Note: This isn't the way ACE_Barrier really works, it's just an analogy
// page05.html,v 1.9 1999/09/22 03:13:45 jcej Exp
#include "task.h"
#include "block.h"
/* Set our housekeeping pointer to NULL and tell the user we exist.  */
Task::Task (size_t n_threads)
  : barrier_ (n_threads),
    n_threads_ (n_threads)
{
  ACE_DEBUG ((LM_DEBUG,
              "(%P|%t) Task ctor 0x%x\n",
              (void *) this));
}
/* Take care of cleanup & tell the user we're going away.  */
Task::~Task (void)
{
  ACE_DEBUG ((LM_DEBUG,
              "(%P|%t) Task dtor 0x%x\n",
              (void *) this));
  /* Get our shutdown notification out of the queue and release it.  */
  ACE_Message_Block *message;
  /* Like the getq() in svc() below, this will block until a message
    arrives.  By blocking, we know that the destruction will be paused
    until the last thread is done with the message block.  */
  this->getq (message);
  message->release ();
}
/* Open the object to do work.  Next, we activate the Task into the
  number of requested threads.  */
int
Task::open (void *unused)
{
  ACE_UNUSED_ARG (unused);
  return this->activate (THR_NEW_LWP,
                         n_threads_);
}
/* Tell the user we're closing and invoke the baseclass' close() to
  take care of things.  */
int
Task::close (u_long flags)
{
  ACE_DEBUG ((LM_DEBUG,
              "(%P|%t) Task close 0x%x\n",
              (void *) this));
  return inherited::close (flags);
}
/* Our svc() method waits for work on the queue and then processes
  that work.  */
int
Task::svc (void)
{
  /* This will cause all of the threads to wait on this line until all
    have invoked this method.  The net result is that no thread in the
    Task will get a shot at the queue until all of the threads are
    active.  There's no real need to do this but it's an easy intro
    into the use of ACE_Barrier.  */
  this->barrier_.wait ();
  ACE_DEBUG ((LM_DEBUG,
              "(%P|%t) Task 0x%x starts in thread %d\n",
              (void *) this,
              ACE_Thread::self ()));
  /* Remember that get() needs a reference to a pointer.  To save
    stack thrashing we'll go ahead and create a pointer outside of the
    almost- infinite loop.  */
  ACE_Message_Block *message;
  for (;;)
    {
      /* Get a message from the queue.  Note that getq() will block
        until a message shows up.  That makes us very
        processor-friendly.  */
      if (this->getq (message) == -1)
        ACE_ERROR_RETURN ((LM_ERROR,
                           "%p\n",
                           "getq"),
                          -1);
      /* If we got the shutdown request, we need to go away.  */
      if (message->msg_type () == ACE_Message_Block::MB_HANGUP)
        {
          /* Forward the request to any peer threads.  */
          this->putq (message);
          /* Leave the infinite loop so that the thread exits.  */
          break;
        }
      /* The message queue stores char* data.  We use rd_ptr() to get
        to the beginning of the data.  */
      const char *cp = message->rd_ptr ();
      /* Move the rd_ptr() past the data we read.  This isn't real
        useful here since we won't be reading any more from the block
        but it's a good habit to get into.  */
      message->rd_ptr (ACE_OS::strlen (cp));
      /* Display the block's address and data to the user.  */
      ACE_DEBUG ((LM_DEBUG,
                  "(%P|%t) Block 0x%x contains (%s)\n",
                  (void *) message,
                  cp));
      /* Pretend that it takes a while to process the data.  */
      ACE_OS::sleep (ACE_Time_Value (0, 5000));
      /* Release the message block.  Notice that we never delete a
        message block.  Blocks are reference counted & the release()

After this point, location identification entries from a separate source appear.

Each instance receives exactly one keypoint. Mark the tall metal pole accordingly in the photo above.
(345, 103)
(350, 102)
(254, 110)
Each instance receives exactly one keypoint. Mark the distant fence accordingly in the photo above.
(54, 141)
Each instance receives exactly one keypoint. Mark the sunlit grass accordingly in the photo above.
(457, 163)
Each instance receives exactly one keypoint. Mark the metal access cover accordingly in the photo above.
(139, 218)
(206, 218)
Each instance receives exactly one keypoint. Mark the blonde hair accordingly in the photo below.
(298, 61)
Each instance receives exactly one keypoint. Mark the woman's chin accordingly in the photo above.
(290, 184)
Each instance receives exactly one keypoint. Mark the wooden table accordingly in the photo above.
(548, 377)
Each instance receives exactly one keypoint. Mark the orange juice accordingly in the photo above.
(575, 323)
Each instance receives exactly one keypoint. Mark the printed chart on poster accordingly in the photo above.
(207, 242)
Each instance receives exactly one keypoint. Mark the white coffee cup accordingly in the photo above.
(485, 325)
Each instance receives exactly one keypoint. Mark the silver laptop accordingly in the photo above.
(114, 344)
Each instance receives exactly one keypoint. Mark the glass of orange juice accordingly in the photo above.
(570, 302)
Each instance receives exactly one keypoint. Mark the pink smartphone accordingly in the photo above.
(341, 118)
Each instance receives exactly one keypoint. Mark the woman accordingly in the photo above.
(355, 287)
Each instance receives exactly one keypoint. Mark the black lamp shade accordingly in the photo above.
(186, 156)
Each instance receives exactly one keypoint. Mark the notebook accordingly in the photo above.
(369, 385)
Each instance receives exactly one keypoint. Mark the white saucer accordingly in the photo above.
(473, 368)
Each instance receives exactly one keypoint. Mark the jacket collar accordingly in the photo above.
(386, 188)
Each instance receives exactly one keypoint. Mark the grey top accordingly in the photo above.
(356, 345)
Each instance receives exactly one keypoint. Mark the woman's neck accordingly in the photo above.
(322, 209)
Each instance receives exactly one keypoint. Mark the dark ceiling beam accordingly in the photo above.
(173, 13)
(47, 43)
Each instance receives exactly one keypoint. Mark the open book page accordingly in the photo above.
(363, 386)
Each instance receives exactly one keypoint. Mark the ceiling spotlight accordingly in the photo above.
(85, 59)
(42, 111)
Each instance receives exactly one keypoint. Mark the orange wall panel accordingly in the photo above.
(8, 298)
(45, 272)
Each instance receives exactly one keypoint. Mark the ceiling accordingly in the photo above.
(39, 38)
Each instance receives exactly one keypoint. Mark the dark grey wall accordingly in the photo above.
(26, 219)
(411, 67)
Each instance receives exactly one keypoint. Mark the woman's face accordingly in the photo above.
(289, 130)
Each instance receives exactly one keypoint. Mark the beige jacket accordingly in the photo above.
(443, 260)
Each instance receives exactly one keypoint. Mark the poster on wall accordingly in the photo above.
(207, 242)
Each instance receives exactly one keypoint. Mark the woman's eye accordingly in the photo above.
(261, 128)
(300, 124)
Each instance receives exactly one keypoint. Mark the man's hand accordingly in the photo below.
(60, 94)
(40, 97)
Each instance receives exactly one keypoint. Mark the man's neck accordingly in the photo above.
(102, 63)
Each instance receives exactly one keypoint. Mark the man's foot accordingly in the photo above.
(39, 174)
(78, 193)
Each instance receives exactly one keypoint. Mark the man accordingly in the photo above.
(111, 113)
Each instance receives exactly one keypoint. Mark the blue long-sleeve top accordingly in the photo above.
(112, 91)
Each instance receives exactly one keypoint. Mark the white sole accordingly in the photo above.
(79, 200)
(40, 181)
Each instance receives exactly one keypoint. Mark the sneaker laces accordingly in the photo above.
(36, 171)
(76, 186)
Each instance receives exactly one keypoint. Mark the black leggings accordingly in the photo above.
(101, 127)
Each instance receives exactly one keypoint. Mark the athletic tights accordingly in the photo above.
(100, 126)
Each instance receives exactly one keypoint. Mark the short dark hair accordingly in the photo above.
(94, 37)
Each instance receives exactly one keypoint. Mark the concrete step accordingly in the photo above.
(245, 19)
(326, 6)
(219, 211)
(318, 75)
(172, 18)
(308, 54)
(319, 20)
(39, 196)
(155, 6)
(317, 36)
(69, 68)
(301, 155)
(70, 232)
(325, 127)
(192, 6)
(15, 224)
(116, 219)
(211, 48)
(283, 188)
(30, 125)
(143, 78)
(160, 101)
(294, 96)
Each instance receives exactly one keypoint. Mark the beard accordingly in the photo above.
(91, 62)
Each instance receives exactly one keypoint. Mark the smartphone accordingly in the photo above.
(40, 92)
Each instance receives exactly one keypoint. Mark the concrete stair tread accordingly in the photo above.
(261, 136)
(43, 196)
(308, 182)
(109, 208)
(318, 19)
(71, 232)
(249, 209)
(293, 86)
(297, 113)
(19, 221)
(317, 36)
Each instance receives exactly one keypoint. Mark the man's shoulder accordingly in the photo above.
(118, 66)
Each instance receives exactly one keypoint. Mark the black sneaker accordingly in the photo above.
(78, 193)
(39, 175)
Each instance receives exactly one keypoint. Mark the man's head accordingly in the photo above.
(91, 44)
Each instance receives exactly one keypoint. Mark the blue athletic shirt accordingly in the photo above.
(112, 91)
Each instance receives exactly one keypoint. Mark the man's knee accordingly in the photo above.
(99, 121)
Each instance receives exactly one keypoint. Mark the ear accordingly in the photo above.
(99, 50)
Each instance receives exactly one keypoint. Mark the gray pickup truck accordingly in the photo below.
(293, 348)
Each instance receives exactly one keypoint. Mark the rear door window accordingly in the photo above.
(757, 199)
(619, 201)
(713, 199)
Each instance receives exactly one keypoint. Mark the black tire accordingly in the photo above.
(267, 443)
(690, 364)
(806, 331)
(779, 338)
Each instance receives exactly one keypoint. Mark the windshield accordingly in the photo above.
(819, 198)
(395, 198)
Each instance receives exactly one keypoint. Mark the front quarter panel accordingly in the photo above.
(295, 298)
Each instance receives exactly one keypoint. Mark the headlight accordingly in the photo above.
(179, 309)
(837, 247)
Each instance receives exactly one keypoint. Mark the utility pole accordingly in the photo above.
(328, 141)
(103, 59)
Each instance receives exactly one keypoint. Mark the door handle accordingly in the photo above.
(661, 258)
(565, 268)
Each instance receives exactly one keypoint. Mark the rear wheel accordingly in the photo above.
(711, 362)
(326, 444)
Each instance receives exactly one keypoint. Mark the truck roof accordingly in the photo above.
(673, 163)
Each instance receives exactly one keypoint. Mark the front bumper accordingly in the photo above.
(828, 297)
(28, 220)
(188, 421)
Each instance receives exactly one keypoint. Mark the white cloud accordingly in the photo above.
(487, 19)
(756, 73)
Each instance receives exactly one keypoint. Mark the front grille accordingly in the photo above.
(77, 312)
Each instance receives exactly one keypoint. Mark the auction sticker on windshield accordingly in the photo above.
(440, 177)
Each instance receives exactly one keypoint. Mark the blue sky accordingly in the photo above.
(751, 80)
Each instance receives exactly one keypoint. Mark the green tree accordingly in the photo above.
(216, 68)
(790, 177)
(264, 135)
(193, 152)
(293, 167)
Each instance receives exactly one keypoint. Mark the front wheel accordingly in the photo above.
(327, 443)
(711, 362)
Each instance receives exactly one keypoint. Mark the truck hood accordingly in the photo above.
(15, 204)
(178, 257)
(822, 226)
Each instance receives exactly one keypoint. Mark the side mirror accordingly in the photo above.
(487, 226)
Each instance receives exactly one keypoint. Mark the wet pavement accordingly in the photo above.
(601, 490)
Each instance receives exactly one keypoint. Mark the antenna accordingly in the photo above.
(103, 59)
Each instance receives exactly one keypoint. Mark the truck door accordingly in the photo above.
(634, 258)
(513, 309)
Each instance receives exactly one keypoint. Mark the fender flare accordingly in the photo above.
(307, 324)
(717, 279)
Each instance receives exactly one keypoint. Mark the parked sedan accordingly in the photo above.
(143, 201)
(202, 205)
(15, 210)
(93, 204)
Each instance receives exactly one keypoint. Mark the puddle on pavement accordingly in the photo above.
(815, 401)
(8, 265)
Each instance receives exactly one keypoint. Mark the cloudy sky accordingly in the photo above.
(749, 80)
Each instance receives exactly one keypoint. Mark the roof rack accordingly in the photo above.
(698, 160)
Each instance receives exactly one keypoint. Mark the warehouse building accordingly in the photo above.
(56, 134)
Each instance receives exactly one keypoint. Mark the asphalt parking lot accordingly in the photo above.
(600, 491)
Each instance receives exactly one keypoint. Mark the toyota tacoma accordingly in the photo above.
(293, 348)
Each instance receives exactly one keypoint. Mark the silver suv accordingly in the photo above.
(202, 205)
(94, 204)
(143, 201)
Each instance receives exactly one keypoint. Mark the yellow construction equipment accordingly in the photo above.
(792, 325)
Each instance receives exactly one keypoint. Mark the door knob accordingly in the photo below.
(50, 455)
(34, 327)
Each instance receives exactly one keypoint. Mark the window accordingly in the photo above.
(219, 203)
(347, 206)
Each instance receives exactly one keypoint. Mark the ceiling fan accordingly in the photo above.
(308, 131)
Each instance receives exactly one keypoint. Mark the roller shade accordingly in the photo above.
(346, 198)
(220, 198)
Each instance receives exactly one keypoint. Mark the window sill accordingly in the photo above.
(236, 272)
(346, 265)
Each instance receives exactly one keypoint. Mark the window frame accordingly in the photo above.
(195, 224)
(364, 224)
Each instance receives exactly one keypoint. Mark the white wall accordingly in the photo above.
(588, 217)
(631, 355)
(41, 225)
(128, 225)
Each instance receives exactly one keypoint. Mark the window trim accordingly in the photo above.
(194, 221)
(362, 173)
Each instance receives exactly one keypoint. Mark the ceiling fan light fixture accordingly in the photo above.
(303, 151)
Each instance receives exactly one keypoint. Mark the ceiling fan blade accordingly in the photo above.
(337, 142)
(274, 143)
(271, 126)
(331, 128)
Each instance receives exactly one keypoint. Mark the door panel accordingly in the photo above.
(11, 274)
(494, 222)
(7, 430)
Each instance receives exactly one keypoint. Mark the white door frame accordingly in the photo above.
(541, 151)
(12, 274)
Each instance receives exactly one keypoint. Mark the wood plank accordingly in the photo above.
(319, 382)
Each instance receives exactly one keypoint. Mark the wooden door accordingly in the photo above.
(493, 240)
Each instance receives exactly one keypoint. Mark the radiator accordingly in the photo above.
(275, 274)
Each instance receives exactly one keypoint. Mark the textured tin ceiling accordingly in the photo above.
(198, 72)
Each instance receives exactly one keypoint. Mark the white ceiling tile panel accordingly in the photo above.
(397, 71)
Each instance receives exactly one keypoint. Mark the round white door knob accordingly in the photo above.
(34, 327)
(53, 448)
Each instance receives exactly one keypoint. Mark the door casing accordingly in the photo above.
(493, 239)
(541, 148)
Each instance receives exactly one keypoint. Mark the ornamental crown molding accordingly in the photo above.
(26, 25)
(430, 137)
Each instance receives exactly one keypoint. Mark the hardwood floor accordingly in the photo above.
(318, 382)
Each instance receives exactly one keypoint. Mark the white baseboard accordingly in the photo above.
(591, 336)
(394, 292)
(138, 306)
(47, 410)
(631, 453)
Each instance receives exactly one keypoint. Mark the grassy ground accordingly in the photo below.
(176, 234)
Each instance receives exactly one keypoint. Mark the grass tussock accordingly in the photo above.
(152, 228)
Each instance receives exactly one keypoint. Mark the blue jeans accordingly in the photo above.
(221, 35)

        method will take care of the delete when there are no more
        references to the data.  */
      message->release ();
    }
  return 0;
}
This is all pretty straight-forward too. One gottcha we avoided was a memory leak due to our shutdown message. Notice that svc() enqueues that block without bothering to see if there are any more threads to dequeue it. Thats why our dtor can call getq() without worrying about blocking infinitely: it knows the message block will be there.
Also notice that we haven't used THR_DETACHED in this tutorial. Why? Because in message_queue.cpp we call wait() to wait for all of the task's threads to exit. That prevents the leak that we normally avoid by using THR_DETACHED.